This Month in Psychopharmacology

PsychopharmaStahlogy Show: Treatment-Resistant Depression and Suicide Prevention

PsychopharmaStahlogy Show: Treatment-Resistant Depression and Suicide Prevention
The PsychopharmaStahlogy Show is a special podcast series released on the NEI Podcast. In the second three part series, Dr. Andrew Cutler asks Drs. Stephen Stahl, Roger McIntyre, and Christine Moutier important questions relating to treatment-resistant depression and suicide prevention.

Episodes released under this theme include:
Part I - Episode 104
Hot Off the Press Ketamine Guidelines with Dr. Roger McIntyre

What do clinicians need to know about the pharmacokinetics of ketamine, especially when it comes to drug-drug interactions? What is the abuse potential for ketamine and for esketamine? What are some ways that clinicians can mitigate the risk of abuse? At this time, what is the consensus, in comparing the efficacy of ketamine and esketamine for treatment resistant depression? In this episode, Dr. Andrew Cutler interviews Dr. Roger McIntyre and Dr. Stephen Stahl on their recent publication in the American Journal of Psychiatry.
Part II - Episode 107
Mental Health Consequences and Suicide Prevention During the COVID-19 Pandemic

What unique risk factors surround the COVID-19 pandemic and potential heightened risk of suicide? What populations have been most vulnerable to mental health consequences, substance use disorders, suicidal ideation, and self-harm during the pandemic and why? In this episode, Dr. Andrew Cutler interviews Dr. Roger McIntyre and Dr. Stephen Stahl on the suicide risk and prevalence during this challenging time.
Part III - Episode 110
An Update on Suicide Prevention and The Suicide Prevention Handbook with Dr. Christine Moutier

What do we know about the world suicide rate and the national suicide rate? What are the differences and how might they be explained? How does the role of medications help or hinder suicide prevention? In this episode, Dr. Andrew Cutler interviews Dr. Christine Moutier and Dr. Stephen Stahl on their Suicide Prevention Handbook, where they address timely questions like these and so much more.

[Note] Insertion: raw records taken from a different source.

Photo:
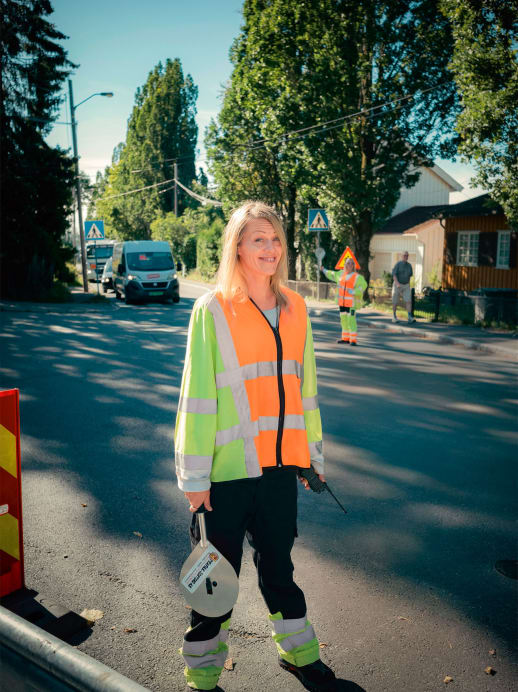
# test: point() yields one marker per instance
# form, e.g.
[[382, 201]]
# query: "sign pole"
[[96, 274], [78, 187]]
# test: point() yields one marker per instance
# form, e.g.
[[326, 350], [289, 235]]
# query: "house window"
[[467, 249], [503, 251]]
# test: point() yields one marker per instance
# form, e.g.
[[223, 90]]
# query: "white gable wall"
[[430, 189]]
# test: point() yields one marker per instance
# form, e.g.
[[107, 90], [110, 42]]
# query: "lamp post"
[[78, 183]]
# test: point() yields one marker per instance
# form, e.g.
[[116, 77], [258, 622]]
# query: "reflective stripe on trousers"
[[295, 639], [205, 659]]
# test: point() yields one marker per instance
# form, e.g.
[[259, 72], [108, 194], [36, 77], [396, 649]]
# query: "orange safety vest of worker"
[[346, 290], [259, 355]]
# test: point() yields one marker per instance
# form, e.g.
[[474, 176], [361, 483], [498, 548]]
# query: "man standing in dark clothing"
[[401, 275]]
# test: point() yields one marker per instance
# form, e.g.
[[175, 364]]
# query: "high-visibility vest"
[[346, 289], [248, 399]]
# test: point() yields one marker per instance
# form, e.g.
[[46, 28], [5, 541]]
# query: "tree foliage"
[[485, 65], [36, 180], [380, 63], [161, 129]]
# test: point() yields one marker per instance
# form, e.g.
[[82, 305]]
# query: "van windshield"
[[99, 251], [150, 261]]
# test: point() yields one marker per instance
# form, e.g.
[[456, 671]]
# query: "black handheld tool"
[[319, 486]]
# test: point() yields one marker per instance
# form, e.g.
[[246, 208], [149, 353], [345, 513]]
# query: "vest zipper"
[[280, 385]]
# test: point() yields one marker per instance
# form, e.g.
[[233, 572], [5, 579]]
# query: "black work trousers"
[[265, 510]]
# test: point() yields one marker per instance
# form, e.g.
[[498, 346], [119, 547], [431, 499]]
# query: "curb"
[[34, 659]]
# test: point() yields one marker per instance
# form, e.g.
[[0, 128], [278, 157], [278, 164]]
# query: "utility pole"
[[78, 187], [175, 189]]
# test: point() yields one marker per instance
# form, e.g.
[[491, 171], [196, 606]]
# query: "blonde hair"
[[231, 282]]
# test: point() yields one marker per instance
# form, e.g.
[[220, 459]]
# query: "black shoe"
[[315, 676]]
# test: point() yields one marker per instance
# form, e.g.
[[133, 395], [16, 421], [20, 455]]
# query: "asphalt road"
[[420, 442]]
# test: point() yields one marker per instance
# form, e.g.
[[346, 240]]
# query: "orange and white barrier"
[[11, 534]]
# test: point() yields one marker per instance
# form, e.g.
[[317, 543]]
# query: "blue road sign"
[[317, 220], [94, 230]]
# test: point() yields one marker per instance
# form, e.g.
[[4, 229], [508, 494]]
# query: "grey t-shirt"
[[272, 315], [402, 271]]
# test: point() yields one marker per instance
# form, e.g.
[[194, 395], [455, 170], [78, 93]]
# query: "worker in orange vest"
[[351, 287]]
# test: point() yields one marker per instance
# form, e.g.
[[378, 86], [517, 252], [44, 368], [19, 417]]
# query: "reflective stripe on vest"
[[346, 290]]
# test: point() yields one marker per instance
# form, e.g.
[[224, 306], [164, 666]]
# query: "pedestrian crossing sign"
[[347, 254], [317, 220], [94, 230]]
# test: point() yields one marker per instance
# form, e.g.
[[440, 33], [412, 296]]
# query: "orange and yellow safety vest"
[[248, 398]]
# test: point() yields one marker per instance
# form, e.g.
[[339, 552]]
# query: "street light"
[[78, 184]]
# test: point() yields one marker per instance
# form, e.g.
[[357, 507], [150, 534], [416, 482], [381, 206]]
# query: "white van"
[[144, 270]]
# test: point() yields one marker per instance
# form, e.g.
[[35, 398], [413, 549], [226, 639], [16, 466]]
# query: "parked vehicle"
[[97, 252], [107, 277], [145, 270]]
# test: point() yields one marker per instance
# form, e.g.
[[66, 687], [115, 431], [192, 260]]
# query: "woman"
[[248, 418]]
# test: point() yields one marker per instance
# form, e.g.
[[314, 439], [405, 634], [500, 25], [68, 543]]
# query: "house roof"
[[482, 205], [410, 218]]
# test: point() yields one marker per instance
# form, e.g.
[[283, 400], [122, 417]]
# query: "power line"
[[129, 192], [199, 198]]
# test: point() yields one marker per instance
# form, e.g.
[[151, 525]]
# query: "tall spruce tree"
[[382, 64], [161, 130], [36, 180]]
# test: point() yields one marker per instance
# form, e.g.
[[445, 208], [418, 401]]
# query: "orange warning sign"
[[11, 538], [345, 255]]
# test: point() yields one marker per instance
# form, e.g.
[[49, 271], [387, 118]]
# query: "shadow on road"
[[420, 449]]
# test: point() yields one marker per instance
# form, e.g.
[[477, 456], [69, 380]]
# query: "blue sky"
[[117, 44]]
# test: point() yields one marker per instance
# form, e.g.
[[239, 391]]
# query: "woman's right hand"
[[198, 499]]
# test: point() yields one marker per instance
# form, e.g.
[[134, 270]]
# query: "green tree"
[[485, 65], [171, 229], [161, 130], [208, 248], [372, 72], [35, 180]]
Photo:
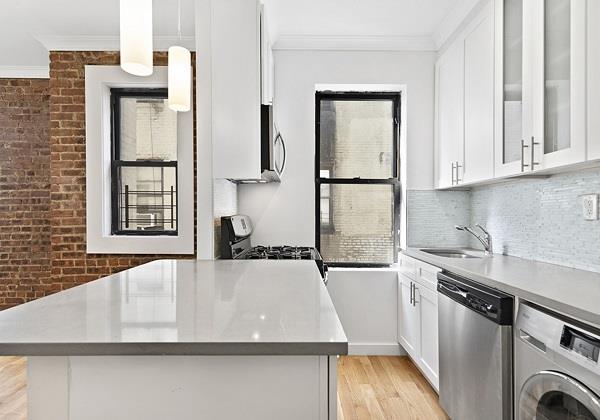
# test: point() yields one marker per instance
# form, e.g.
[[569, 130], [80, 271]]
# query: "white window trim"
[[98, 82]]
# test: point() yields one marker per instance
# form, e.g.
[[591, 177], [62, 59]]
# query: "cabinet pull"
[[533, 144], [523, 164]]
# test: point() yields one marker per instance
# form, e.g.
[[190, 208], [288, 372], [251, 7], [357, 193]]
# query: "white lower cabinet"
[[418, 318]]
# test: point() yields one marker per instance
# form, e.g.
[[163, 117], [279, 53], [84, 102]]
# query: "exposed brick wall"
[[70, 264], [24, 190], [42, 182]]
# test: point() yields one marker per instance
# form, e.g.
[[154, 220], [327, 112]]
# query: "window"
[[144, 163], [356, 177]]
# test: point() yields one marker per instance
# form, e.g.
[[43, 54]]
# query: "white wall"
[[284, 213], [366, 302]]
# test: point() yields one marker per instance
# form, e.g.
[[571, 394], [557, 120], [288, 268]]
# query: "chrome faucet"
[[485, 239]]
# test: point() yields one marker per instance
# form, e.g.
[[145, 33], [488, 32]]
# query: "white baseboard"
[[375, 349]]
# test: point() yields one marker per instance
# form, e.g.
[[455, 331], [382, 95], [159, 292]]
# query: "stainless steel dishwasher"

Transcript from Part III - Episode 110

DR CUTLER: Tell me a little more about what are some of the evidence based interventions for suicide?

DR MOUTIER: Sure, one of the most powerful ones that we've actually known about for sometime is the aggressive identification of suicide risk. The aggressive identification of depression and other mental health conditions, it's not just only about depression. Depression, of course, is the most common and probably one of the more potent among psychiatric conditions. So for example, when you trained primary care doctors how to do that, identify suicide risk, identify depression, and give them some tools to manage it in a chronic illness management sort of manner. Just like they know how to do for hypertension or diabetes, you actually it can show that they drive down that populations risk of suicide. That has been demonstrated now in several countries, including in the U.S., it’s very powerful stuff. It's actually how the zero suicide movement got going here in the United States.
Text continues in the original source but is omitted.